Eusebius, the first historian of the Church, compiling about the year 324 notices of the times before him, with, records at his command which are no longer extant, describes in the following terms the first period, that in which the Apostles themselves preached, which we may speak of as running from the Day of Pentecost to the destruction of Jerusalem:—

“Thus, under a celestial influence and co-operation, the doctrine of the Saviour, like the rays of the sun, quickly irradiated the whole world. Presently, in accordance with divine prophecy, the sound of his inspired Evangelists and Apostles had gone throughout all the earth, and their words to the end of the world. Throughout every city and village, like a replenished barn-floor, numerous and populous churches were firmly established. Those who, in consequence of the delusions that had descended to them from their ancestors, had been fettered by the ancient disease of idolatrous superstition, were now liberated by the power of Christ, through the united force of the teaching and miracles of His messengers; and, as if delivered from dreadful masters, and emancipated from the most cruel bondage, they renounced the crowd of deities introduced by demons, while they confessed the one God, the Creator of all things. This same God they now also honoured with the rites of a true piety, under the influence of that inspired and reasonable worship which had been planted among men by our Saviour.”[55]

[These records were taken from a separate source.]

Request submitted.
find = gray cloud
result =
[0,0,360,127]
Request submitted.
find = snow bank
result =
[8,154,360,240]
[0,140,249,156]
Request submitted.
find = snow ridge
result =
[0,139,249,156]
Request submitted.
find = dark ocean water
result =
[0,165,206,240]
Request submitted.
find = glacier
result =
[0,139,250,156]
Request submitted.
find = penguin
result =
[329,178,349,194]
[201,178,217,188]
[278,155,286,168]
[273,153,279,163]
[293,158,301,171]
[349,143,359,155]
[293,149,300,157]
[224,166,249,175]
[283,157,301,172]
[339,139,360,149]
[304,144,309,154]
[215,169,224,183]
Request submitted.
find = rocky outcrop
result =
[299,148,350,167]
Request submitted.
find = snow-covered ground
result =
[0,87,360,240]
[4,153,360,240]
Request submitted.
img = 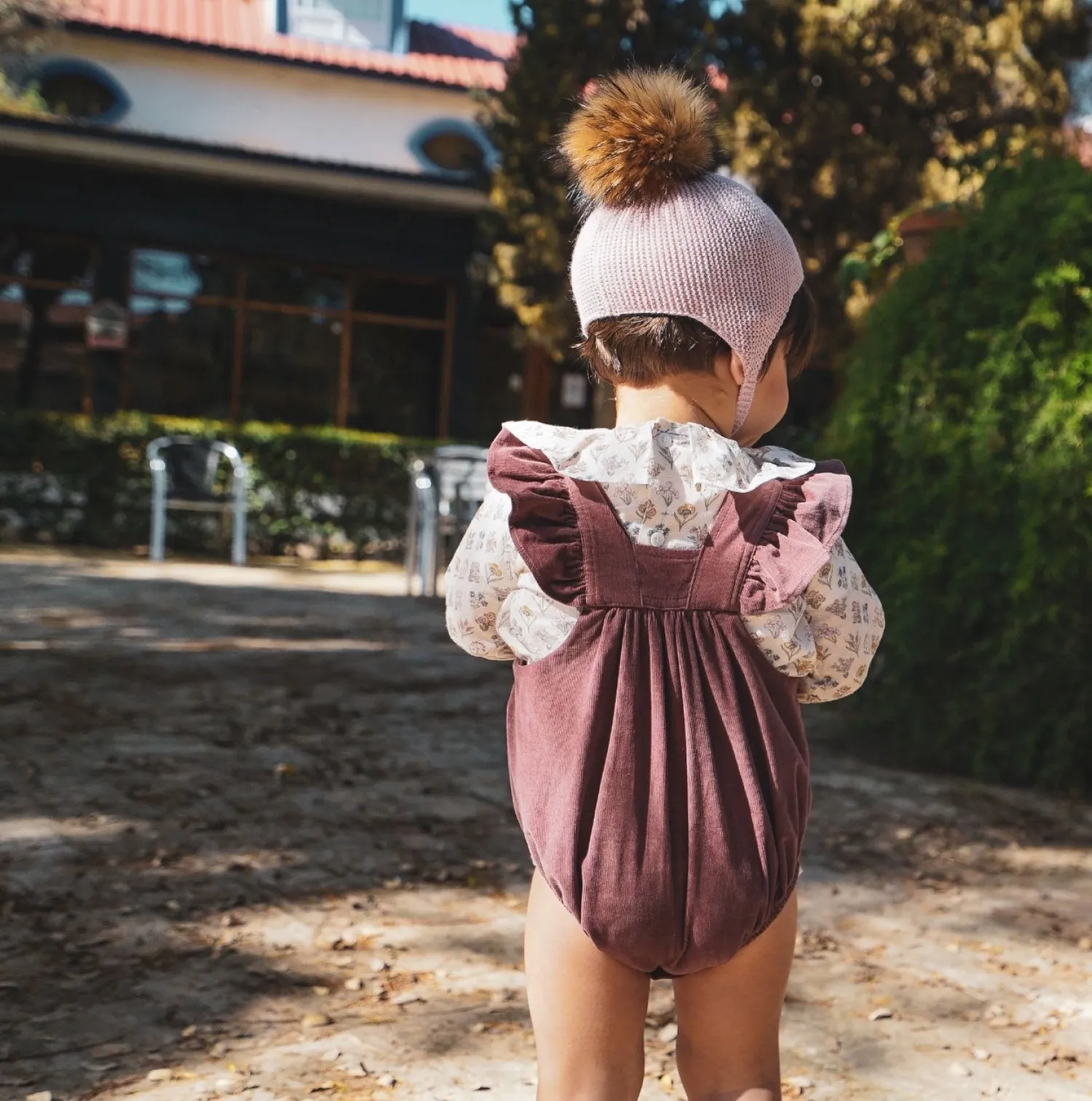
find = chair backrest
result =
[148,436,241,501]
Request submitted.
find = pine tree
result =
[0,0,75,114]
[718,0,1088,355]
[483,0,713,358]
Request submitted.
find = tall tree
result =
[483,0,713,358]
[718,0,1088,352]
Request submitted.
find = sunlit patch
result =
[0,815,148,845]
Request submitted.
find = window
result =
[0,230,95,413]
[33,58,130,123]
[348,323,443,436]
[124,296,236,419]
[122,249,240,419]
[242,310,344,424]
[277,0,394,50]
[410,119,493,179]
[126,249,454,436]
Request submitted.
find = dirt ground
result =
[0,550,1092,1101]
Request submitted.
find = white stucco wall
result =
[50,34,475,176]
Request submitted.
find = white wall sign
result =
[84,299,129,351]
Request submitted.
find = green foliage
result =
[718,0,1088,353]
[482,0,712,358]
[825,155,1092,792]
[0,413,432,559]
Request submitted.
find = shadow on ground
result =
[0,559,1092,1099]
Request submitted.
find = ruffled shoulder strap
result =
[740,462,853,615]
[488,428,585,607]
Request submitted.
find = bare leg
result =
[675,894,796,1101]
[524,872,649,1101]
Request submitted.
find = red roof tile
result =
[73,0,514,90]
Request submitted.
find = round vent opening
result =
[34,58,129,122]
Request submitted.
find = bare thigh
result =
[524,872,649,1101]
[675,894,796,1101]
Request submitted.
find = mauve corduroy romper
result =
[488,430,850,976]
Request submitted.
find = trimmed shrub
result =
[823,157,1092,793]
[0,413,434,559]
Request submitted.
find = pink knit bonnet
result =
[563,69,804,432]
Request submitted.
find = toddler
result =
[447,69,884,1101]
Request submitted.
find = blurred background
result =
[0,0,1092,1101]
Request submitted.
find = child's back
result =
[447,71,883,1101]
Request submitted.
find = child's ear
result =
[713,350,746,387]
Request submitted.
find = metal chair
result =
[148,436,248,566]
[406,445,488,597]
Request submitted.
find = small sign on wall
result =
[561,371,587,409]
[84,299,129,351]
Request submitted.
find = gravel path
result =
[0,550,1092,1101]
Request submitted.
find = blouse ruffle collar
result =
[505,417,815,493]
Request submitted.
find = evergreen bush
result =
[823,155,1092,792]
[0,411,434,559]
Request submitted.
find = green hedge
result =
[823,157,1092,792]
[0,413,435,559]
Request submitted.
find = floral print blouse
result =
[446,419,884,703]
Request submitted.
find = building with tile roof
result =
[0,0,543,438]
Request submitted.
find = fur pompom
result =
[561,69,713,207]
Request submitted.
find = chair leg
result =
[148,470,167,561]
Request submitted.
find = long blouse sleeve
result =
[744,538,884,703]
[445,489,578,662]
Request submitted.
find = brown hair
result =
[577,286,819,387]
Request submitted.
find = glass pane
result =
[39,73,118,119]
[127,299,236,419]
[0,230,95,288]
[0,288,23,409]
[352,275,447,322]
[349,323,443,436]
[129,249,239,299]
[34,334,92,413]
[247,264,346,309]
[475,329,524,443]
[242,312,344,424]
[0,284,90,413]
[421,130,486,172]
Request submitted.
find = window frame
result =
[410,118,497,183]
[26,55,133,127]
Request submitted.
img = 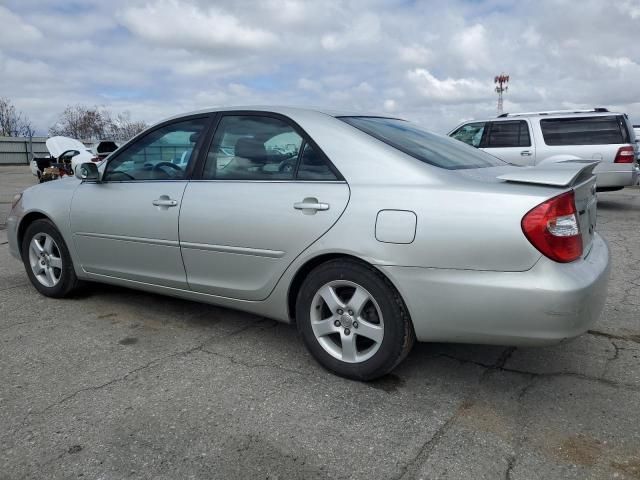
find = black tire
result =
[296,259,415,381]
[22,219,80,298]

The next period is distinctly marked by Eusebius as the first succession from the Apostles. St. Paul,[56] he says, preaching to the Gentiles, laid the foundations of Churches from Jerusalem in a circle round to Illyricum; and St. Peter preached to the circumcision in the five provinces recorded by him in his letter. He continues, “It is not easy to say how many imitators of these were by them judged worthy to exercise the pastoral office in the Churches founded by them, except so far as St. Paul’s own words record them. For he had numberless fellow-workers, fellow-soldiers, as he himself called them, most of whom he has delivered to immortal memory by mention of them in his letters.” Thus Timotheus was first Bishop of Ephesus; Titus was set over Crete, and expressly enjoined to appoint bishops in its several cities, for St. Paul draws out what sort of a character the bishop so appointed should be.[57] “Linus, whom he mentions being with him at Rome, has already,” says Eusebius, “been named by us as having been first Bishop of the Roman Church after Peter. But likewise Clement, who was the third appointed Bishop of the Romans, is recorded by St. Paul as his colleague and fellow-labourer.”